Critique de livre

Critique de The Stranger

Cette critique de The Stranger relie un enterrement, un meurtre, un procès et un affrontement avec l'aumônier en prison pour confronter l'absurde à l'effacement colonial.

Auteur
Albert Camus
Première publication
1942
Couverture de The Stranger
Couverture fournie par Open Library ; l'illustration de l'édition peut différer du texte critiqué.
Voir la source https://openlibrary.org/works/OL37995496W

critique de The Stranger : une voix limpide dans un angle mort colonial

Cette critique de The Stranger soutient que la clarté du roman constitue à la fois sa méthode et son piège. Meursault raconte l'enterrement de sa mère, un week-end avec Marie, sa complicité avec Raymond, le meurtre d'un homme arabe sans nom et son propre procès dans des phrases qui refusent les explications affectives conventionnelles. La voix semble transparente parce qu'elle s'interprète rarement. Pourtant, transparence ne signifie pas complétude morale. Plus Meursault décrit précisément la chaleur, la fatigue, le désir et l'irritation, plus on mesure que des vies humaines entières restent hors de son attention.

Albert Camus publie L'Étranger en France en 1942. La construction en deux parties opère une rupture nette. La première suit les perceptions quotidiennes de Meursault jusqu'aux cinq coups de feu tirés sur une plage algérienne. La seconde l'enferme dans des systèmes juridique et religieux qui réclament un récit cohérent de sa personnalité. Le tribunal reconstruit son passé, surtout son comportement aux funérailles, comme si une mauvaise représentation du chagrin pouvait expliquer le meurtre.

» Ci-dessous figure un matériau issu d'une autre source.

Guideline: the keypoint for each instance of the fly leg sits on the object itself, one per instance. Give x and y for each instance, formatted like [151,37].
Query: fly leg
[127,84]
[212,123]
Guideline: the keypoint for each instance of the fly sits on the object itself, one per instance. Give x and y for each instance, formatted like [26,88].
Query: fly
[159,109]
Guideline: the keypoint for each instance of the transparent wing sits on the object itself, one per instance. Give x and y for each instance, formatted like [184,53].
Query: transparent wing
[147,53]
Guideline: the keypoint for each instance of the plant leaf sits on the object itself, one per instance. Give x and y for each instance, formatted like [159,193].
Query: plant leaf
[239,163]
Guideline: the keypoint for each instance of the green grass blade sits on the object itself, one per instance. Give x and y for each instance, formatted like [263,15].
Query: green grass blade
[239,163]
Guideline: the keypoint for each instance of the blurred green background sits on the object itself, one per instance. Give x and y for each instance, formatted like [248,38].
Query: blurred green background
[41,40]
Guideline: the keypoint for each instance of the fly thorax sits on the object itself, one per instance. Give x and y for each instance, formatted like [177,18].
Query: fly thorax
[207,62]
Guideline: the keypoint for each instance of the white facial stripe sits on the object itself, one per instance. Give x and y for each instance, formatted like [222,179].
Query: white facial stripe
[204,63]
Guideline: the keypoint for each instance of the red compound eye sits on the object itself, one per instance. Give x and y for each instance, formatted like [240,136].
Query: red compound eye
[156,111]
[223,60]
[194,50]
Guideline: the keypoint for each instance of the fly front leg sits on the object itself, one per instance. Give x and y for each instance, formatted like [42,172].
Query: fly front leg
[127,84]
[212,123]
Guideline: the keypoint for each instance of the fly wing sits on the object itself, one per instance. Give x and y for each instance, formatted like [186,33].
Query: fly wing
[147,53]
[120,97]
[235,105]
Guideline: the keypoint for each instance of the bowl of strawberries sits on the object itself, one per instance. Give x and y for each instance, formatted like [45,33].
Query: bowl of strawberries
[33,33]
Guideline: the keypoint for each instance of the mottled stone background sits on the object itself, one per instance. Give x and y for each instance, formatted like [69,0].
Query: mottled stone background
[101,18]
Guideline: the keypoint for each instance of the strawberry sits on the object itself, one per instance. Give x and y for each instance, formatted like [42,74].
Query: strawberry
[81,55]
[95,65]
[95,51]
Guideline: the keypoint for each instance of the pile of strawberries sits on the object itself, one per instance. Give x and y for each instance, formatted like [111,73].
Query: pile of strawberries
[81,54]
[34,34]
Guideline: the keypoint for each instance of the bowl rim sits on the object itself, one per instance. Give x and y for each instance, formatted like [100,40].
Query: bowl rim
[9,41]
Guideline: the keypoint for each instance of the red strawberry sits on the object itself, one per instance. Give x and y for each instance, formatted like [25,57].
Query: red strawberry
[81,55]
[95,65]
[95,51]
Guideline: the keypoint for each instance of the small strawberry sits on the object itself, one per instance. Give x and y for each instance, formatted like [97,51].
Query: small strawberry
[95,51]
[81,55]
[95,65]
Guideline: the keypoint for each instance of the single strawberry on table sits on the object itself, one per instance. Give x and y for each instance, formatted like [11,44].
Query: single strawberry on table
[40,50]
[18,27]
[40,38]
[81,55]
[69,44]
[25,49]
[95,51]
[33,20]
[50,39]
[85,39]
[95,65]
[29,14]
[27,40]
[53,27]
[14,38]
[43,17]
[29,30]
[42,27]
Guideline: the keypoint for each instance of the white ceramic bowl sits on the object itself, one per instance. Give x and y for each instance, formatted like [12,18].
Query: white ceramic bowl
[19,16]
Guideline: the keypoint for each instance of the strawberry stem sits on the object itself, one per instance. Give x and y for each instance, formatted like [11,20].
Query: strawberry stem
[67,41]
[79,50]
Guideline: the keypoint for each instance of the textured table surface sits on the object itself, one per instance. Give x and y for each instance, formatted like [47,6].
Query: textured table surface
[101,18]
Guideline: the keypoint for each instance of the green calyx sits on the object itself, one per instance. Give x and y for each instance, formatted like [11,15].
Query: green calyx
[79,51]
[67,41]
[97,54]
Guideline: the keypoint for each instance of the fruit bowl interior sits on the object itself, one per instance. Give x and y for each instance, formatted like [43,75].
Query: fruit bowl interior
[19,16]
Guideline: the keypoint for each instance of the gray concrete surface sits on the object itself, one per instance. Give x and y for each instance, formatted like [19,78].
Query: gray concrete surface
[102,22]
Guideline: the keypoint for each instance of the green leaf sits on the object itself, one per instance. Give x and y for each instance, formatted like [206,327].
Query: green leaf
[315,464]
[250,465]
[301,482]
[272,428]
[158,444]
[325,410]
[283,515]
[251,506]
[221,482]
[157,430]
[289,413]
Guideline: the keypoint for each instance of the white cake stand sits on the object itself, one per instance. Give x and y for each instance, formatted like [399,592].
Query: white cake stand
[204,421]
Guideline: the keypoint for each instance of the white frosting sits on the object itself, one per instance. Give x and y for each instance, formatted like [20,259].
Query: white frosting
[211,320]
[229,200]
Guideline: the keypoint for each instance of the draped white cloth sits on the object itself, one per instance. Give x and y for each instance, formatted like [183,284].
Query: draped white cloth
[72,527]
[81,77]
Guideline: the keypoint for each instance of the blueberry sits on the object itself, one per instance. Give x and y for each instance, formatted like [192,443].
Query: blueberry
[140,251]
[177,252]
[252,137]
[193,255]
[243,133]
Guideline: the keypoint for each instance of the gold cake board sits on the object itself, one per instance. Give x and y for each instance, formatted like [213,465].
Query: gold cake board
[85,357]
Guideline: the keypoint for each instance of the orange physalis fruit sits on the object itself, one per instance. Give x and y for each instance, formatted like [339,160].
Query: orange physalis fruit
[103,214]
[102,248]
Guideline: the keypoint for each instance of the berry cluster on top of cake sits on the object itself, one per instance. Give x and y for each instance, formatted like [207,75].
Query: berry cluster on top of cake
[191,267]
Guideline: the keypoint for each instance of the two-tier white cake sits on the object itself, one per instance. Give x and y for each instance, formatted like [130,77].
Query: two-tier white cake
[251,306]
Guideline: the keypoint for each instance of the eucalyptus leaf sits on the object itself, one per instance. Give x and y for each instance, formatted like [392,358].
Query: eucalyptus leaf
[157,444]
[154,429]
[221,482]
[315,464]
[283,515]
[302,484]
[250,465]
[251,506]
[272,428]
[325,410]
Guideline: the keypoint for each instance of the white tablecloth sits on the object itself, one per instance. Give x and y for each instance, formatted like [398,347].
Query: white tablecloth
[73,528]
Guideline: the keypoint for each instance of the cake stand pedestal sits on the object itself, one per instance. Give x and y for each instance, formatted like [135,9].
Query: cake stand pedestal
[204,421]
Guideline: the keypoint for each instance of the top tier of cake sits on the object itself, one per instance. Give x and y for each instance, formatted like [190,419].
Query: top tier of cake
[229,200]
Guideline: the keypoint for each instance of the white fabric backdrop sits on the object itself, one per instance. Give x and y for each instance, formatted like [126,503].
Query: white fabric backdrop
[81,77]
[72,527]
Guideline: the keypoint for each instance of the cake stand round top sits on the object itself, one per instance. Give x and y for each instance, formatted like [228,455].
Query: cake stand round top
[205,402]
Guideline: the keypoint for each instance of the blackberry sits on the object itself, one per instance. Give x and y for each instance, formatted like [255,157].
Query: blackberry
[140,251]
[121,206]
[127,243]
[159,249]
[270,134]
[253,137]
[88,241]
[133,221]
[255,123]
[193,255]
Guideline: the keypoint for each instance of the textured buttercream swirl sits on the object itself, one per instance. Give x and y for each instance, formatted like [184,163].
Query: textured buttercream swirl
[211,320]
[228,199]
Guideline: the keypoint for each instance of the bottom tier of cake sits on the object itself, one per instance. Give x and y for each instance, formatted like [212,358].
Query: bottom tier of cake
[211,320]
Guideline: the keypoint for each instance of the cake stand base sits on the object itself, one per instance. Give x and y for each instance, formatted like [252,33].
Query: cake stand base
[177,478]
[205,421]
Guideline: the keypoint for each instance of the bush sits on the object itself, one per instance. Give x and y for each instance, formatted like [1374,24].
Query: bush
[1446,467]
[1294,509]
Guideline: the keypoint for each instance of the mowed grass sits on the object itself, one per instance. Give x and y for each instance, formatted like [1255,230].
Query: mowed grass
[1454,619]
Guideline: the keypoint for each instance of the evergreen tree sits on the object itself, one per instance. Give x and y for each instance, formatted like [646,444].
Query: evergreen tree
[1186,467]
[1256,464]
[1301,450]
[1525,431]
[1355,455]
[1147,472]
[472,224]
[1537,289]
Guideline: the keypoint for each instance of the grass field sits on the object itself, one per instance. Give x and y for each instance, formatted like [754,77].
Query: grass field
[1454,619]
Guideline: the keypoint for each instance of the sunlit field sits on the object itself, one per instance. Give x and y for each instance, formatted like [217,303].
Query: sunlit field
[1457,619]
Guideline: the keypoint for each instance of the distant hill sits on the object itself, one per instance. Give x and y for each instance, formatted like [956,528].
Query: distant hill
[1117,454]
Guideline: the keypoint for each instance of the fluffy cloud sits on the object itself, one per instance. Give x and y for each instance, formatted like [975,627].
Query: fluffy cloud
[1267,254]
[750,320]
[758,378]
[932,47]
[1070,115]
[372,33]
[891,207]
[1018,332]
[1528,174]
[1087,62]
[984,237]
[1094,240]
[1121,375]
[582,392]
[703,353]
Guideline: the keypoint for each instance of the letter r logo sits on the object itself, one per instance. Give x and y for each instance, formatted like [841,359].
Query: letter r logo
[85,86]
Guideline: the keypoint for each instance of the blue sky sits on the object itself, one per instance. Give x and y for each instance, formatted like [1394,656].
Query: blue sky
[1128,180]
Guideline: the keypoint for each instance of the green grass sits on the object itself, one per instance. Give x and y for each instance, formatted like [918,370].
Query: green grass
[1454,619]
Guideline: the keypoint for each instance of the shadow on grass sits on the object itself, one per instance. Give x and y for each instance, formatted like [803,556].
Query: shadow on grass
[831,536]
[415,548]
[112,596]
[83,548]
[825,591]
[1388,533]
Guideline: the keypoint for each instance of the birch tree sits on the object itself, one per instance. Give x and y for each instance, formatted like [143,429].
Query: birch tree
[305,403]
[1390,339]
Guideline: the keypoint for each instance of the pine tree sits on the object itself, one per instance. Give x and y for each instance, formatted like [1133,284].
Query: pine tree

Ce jugement social est réel, mais il n'efface pas le crime. Meursault est condamné au moyen d'un récit qui dépasse les preuves, tandis que l'homme arabe qu'il tue ne reçoit dans le roman ni nom, ni histoire, ni témoignage, ni famille endeuillée. La tension durable du livre vient de ces deux faits maintenus ensemble : une cour transforme le non-conformisme affectif en culpabilité et un récit colonial rend la victime bien moins visible que le colon qui l'a tuée.

Les funérailles : vérité physique et échec social

Le roman commence lorsque Meursault apprend la mort de sa mère dans l'asile de Marengo. Il quitte Alger, veille le corps, boit du café, fume, observe les pensionnaires âgés et endure la chaleur et l'épuisement pendant le cortège. Il ne joue pas le chagrin attendu d'un fils. Il n'affirme pas non plus n'avoir jamais aimé sa mère. Sa narration enregistre le corps et l'environnement immédiat là où un autre narrateur expliquerait sa vie intérieure.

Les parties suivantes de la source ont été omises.